Although Galloway called the Raleigh convention to order, the dominant mood was quickly established by the man the delegates chose as their permanent chairman—James W. Hood. Born in Pennsylvania, Hood had been a minister in Bridgeport, Connecticut, before coming South in 1864 as a missionary for the African Methodist Episcopal Zion Church. The election of a northern-born black to preside over a gathering of ex-slaves did not go unchallenged. “I myself am an adopted citizen of the State,” Hood said in his defense, “having lived here for some two years, and if I am not a citizen here, I am not a citizen of any State.” Upon hearing that some delegates were displeased with his election, he offered to resign, but the convention would not hear of it. In his opening address, Hood implored the delegates to refrain from “harsh language” and recrimination. “I say that we and the white people have to live here together.… We have been living together for a hundred years and more, and we have got to live together still; and the best way is to harmonize our feelings as much as possible, and to treat all men respectfully.
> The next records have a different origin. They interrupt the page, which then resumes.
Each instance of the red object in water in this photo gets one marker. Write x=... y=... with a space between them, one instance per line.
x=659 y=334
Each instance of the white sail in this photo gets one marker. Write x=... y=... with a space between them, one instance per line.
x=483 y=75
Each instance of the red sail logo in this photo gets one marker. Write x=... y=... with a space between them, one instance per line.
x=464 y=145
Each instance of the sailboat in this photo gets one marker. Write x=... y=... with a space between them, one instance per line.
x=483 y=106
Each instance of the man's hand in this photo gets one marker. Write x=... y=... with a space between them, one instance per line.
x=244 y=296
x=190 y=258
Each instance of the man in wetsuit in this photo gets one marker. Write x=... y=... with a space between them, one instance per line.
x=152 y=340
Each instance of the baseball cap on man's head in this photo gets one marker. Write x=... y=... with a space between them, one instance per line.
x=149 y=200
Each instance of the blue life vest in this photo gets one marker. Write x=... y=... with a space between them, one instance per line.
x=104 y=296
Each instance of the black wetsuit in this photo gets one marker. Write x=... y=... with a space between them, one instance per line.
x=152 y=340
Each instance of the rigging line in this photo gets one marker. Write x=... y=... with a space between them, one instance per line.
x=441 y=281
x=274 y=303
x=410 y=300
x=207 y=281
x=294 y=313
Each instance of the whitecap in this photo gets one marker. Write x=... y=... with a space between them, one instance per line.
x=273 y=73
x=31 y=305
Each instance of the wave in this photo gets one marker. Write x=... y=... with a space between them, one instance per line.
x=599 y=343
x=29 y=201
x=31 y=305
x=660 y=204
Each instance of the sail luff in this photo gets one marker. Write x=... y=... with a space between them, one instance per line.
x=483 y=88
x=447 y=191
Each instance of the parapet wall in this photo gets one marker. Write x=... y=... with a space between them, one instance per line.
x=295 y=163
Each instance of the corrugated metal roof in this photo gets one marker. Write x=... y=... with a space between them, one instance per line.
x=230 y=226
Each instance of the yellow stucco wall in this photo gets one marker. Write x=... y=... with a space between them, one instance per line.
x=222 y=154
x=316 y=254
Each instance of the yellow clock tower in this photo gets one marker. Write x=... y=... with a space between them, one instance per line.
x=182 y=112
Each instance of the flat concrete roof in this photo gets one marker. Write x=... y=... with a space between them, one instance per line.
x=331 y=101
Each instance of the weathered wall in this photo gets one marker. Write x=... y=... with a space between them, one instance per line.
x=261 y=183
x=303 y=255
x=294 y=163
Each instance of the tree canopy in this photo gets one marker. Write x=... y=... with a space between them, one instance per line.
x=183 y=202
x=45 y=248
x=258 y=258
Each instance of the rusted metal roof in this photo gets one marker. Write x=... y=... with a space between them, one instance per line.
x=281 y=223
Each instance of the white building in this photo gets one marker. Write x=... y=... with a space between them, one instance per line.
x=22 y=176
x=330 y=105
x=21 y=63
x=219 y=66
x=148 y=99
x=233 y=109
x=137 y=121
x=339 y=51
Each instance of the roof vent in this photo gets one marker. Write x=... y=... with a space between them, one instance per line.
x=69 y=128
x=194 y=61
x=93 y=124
Respectability will always gain respect …”

Voicing a similar moderation, James H. Harris, a native of North Carolina, emerged as the most influential figure of this and subsequent gatherings. Although born a slave, he had obtained his freedom in 1850 (his certificate of freedom described him as a nineteen-year-old “dark mulatoe” with a scar upon his head), migrated to Ohio, where he received some formal education, visited Liberia and Sierra Leone to observe the Afro-American settlements there, and returned to the United States in 1863 to help recruit blacks for military service. Two years later, as a delegate from Raleigh to the Freedmen’s Convention, he shared with his new colleagues the results of his varied experiences. He had met enough northern whites, he told them, to know that the “intelligent white class in the South” remained the “best friends” of colored people. He had seen enough of the North to know the depth of racial animosities in that region, manifested in the exclusion of blacks from most non-menial employments and in wartime riots that ranked among the most “diabolical and murderous” exhibitions of racial hatred in history. He had come to recognize, too, that only the law of military necessity, not a benevolent crusade of the Union Army, had freed his people. Finally, his travels elsewhere in the world—“40,000 miles in search of a better country”—had convinced him that neither Africa nor the West Indies were places of asylum for American blacks. The freedmen’s place was here on southern soil, and the only way to win the confidence of white men was to work faithfully and show “a patient and respectful demeanor.” This was no time for recrimination, nor was this the proper moment for radical manifestos. If the present tensions and ill feeling were only permitted to subside, the freedmen would surely “receive what they had a right to claim.” After all, he suggested, God was on their side, and he envisioned “a glorious future” for the black race in the South.